In computer vision, the inverse depth parametrization is a parametrization used in methods for 3D reconstruction from multiple images such as simultaneous localization and mapping (SLAM).^[1][2] Given a point ${\displaystyle \mathbf {p} }$ in 3D space observed by a monocular pinhole camera from multiple views, the inverse depth parametrization of the point's position is a 6D vector that encodes the optical centre of the camera ${\displaystyle \mathbf {c} _{0}}$ when in first observed the point, and the position of the point along the ray passing through ${\displaystyle \mathbf {p} }$ and ${\displaystyle \mathbf {c} _{0}}$.^[3]

In inverse depth parametrization, a point is identified by its inverse depth ${\displaystyle \rho ={\frac {1}{\left\Vert \mathbf {p} -\mathbf {c} _{0}\right\Vert }}}$ along the ray, with direction ${\displaystyle v=(\cos \phi \sin \theta ,-\sin \phi ,\cos \phi \cos \theta )}$, from which it was first observed.

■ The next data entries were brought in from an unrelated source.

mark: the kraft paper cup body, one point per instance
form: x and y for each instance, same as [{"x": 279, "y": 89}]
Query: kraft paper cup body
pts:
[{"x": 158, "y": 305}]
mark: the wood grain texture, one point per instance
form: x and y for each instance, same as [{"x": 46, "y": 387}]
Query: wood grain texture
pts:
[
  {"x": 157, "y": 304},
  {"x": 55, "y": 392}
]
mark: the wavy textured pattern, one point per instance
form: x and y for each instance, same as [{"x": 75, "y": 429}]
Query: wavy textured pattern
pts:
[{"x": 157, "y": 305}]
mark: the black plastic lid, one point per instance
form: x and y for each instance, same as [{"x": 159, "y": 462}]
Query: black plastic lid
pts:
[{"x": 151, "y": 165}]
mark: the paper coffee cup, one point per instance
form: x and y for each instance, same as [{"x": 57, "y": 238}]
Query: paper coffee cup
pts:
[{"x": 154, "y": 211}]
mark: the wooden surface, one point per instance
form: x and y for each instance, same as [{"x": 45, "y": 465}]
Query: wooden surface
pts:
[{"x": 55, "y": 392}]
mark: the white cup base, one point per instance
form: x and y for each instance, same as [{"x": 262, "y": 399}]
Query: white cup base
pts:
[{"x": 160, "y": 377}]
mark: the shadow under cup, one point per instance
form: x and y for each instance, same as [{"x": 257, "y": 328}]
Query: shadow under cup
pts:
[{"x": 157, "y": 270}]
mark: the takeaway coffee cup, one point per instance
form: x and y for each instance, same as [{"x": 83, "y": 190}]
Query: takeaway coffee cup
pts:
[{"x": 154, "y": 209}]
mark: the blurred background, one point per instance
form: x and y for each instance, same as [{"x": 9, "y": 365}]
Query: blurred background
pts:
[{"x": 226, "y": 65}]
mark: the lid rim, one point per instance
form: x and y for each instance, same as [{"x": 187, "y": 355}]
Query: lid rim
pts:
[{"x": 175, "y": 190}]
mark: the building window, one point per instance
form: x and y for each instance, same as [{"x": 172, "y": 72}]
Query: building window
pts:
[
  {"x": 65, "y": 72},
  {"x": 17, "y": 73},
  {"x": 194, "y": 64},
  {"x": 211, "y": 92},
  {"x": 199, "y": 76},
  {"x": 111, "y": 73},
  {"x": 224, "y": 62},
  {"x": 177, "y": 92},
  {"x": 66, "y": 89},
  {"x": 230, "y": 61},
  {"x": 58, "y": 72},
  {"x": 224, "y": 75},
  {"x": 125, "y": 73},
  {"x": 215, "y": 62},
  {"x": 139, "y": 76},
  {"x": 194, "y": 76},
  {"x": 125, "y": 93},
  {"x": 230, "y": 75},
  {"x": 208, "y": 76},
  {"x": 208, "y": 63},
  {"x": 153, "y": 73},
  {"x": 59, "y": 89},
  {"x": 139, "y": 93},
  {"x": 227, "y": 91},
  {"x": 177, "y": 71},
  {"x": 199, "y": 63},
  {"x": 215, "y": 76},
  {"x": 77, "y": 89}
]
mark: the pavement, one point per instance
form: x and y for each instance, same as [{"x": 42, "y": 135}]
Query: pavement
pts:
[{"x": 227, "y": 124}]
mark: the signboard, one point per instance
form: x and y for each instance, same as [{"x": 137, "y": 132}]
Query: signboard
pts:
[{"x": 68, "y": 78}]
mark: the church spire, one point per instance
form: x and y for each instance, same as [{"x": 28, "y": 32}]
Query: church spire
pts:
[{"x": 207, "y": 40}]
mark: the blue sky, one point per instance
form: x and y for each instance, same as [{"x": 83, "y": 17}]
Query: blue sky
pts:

Inverse depth parametrization generally improves numerical stability and allows to represent points with zero parallax. Moreover, the error associated to the observation of the point's position can be modelled with a Gaussian distribution when expressed in inverse depth. This is an important property required to apply methods, such as Kalman filters, that assume normality of the measurement error distribution. The major drawback is the larger memory consumption, since the dimensionality of the point's representation is doubled.^[3]

Definition

Given 3D point ${\displaystyle \mathbf {p} =(x,y,z)}$ with world coordinates in a reference frame ${\displaystyle (e_{1},e_{2},e_{3})}$, observed from different views, the inverse depth parametrization ${\displaystyle \mathbf {y} }$ of ${\displaystyle \mathbf {p} }$ is given by:

${\displaystyle \mathbf {y} =(x_{0},y_{0},z_{0},\theta ,\phi ,\rho )}$

where the first five components encode the camera pose in the first observation of the point, being ${\displaystyle \mathbf {c_{0}} =(x_{0},y_{0},z_{0})}$ the optical centre, ${\displaystyle \phi }$ the azimuth, ${\displaystyle \theta }$ the elevation angle, and ${\displaystyle \rho ={\frac {1}{\left\Vert \mathbf {p} -\mathbf {c} _{0}\right\Vert }}}$ the inverse depth of ${\displaystyle p}$ at the first observation.^[3]